The 1,900-square-foot apartment features rich, pre-war architectural details, including Juliet balconies, original crown molding, and pocket-sized transom windows. The most unique of them all is the circular living room, nestled in one of the building's rounded-corner towers. Throughout the apartment, white walls stretch across the three-bedroom, two-bathroom unit to "emphasize the natural light and openness of our home," says Boyd, whose neutral palette allowed the space's built-in charm to take center stage.
But where Boyd played it safe with wall color, she makes up for it in bold, whimsical textiles. In fact, she takes her fabrics so seriously that most all the furniture, drapery, and pillows are custom-made by the seasoned upholsterers at Tiger Lily's. "They have every pattern, every fabric; I'm like a kid in the candy shop," recalls Boyd of the Greenwich, Connecticut, outpost. In the living room, Brunschwig & Fils's Les Touches green-and-white cheetah-like fabric covers an everyday armchair, a marking Boyd predicts she’ll never tire of. Nearby, the dining chairs are swathed in Cole & Son’s Hummingbirds, originally a wallpaper design that is now available in a textile. And in daughter Chloe’s bedroom, a rainbow-colored butterfly motif by Lulu DK for Schumacher wraps around the twin bed’s carved headboard.
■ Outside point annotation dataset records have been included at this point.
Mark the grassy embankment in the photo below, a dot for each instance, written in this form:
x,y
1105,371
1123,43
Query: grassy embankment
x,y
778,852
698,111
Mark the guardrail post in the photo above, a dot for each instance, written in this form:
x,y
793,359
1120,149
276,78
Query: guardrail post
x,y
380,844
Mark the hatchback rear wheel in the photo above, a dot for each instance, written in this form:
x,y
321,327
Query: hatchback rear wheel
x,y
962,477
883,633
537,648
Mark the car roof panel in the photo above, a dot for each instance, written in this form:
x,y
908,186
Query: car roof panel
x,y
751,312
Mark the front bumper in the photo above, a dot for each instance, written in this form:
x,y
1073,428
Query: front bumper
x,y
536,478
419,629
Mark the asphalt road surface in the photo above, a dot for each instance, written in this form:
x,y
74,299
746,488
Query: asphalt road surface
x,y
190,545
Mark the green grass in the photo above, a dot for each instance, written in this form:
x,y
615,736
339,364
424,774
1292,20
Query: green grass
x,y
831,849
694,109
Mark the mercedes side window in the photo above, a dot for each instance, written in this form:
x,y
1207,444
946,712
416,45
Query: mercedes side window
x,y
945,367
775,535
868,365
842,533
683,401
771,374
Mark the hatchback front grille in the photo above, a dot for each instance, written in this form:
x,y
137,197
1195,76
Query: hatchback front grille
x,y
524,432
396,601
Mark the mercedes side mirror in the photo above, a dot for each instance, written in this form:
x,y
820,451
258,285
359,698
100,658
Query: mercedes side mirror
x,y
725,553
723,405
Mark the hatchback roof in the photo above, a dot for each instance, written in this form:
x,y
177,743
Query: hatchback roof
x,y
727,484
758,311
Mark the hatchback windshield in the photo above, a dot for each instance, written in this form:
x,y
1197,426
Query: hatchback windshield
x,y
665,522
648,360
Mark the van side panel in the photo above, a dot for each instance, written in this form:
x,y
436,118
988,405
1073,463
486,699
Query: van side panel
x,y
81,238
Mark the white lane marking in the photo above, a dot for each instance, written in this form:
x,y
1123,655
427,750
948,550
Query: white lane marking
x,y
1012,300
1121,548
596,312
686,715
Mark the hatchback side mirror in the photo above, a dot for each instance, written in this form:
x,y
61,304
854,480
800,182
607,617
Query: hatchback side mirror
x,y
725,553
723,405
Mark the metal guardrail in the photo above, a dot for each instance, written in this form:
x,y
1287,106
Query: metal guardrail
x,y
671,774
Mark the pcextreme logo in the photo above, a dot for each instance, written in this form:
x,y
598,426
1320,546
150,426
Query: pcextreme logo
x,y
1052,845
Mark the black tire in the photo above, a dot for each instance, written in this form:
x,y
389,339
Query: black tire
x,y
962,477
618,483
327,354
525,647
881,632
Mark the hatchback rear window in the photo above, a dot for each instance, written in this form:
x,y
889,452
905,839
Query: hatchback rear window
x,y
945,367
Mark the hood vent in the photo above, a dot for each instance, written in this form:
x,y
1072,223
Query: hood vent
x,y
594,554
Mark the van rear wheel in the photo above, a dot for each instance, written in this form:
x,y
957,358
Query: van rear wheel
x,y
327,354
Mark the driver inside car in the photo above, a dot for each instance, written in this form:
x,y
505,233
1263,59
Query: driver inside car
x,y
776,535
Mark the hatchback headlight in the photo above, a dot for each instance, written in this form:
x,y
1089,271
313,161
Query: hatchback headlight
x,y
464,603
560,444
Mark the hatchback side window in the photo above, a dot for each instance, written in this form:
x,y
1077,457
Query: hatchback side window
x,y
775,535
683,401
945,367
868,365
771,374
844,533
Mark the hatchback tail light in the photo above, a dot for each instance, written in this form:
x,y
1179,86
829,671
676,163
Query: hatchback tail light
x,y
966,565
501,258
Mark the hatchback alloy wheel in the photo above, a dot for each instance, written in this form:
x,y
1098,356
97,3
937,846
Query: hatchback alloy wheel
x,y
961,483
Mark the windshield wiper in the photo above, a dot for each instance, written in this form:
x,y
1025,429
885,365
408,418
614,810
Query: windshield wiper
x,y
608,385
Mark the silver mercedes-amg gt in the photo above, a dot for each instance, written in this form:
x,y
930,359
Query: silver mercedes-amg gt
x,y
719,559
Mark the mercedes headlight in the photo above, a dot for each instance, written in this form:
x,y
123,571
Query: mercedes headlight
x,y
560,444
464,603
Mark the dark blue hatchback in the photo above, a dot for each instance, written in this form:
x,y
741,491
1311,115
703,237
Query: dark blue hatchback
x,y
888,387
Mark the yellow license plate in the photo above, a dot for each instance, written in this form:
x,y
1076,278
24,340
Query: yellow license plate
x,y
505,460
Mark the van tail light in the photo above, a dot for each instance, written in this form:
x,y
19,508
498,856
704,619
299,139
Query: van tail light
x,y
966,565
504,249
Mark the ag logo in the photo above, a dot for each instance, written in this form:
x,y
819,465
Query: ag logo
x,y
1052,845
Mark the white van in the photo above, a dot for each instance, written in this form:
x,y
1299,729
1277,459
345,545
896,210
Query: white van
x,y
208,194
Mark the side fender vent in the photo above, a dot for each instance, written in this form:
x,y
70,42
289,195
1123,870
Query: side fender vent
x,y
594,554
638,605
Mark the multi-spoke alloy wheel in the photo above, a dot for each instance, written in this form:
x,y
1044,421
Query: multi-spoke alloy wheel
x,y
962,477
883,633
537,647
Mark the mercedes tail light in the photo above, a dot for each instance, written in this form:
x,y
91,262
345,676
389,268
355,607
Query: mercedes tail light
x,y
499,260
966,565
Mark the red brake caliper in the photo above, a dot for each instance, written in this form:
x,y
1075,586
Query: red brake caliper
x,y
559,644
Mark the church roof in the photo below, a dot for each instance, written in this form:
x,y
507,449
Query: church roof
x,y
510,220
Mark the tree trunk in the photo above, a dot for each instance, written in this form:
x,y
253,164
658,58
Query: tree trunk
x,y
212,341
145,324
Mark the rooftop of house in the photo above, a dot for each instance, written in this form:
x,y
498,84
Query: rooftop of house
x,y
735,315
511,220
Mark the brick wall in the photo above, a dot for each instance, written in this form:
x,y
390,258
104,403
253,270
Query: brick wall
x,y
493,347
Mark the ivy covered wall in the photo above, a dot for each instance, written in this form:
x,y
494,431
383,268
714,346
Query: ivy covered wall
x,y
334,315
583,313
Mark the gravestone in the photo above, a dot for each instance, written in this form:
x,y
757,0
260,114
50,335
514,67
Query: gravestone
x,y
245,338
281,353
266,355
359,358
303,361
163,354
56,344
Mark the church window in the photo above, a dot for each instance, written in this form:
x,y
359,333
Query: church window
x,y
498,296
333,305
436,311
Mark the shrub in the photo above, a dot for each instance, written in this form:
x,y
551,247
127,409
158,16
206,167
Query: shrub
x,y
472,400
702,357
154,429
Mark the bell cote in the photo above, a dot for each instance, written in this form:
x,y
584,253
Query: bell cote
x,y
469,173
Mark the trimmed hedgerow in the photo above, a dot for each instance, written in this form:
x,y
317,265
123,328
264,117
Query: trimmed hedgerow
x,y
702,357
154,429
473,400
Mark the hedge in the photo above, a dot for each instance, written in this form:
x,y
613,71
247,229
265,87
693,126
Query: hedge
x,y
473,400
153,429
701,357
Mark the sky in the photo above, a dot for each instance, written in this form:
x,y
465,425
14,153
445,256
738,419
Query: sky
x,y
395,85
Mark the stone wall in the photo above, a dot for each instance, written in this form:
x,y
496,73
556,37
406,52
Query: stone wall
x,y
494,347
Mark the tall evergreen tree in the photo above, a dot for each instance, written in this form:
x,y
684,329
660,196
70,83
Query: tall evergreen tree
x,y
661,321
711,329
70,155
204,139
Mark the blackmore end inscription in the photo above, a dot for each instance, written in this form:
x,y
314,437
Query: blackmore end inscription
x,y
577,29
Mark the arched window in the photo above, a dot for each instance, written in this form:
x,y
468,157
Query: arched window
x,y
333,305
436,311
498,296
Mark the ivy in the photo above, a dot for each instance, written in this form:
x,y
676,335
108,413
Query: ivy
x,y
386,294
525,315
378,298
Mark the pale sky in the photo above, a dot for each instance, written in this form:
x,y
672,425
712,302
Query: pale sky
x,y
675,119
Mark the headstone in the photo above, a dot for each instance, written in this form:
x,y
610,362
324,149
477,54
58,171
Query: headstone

Boyd's penchant for fabrics is a natural one. After graduating from Cornell with a degree in apparel and textile management, Boyd worked in product development at Brooks Brothers before her tenure at Chanel. After years of focusing on the making and selling end of high-end clothing, Boyd shifted her focus to the manner in which we care for textiles. In 2004, Boyd started The Laundress with fellow fashionista Gwen Whiting to create a line of specialty detergents and fabric-care products that are designed to preserve and clean clothing without weekly trips to the dry cleaners. Available online and in department stores and boutiques around the world, The Laundress will also be sold in the brand's first brick and mortar shop in New York City this November. Naturally, we inquired about the store's new interiors."Bright, white, and fresh," she promises us, just like the airy environment she's created at home for her family.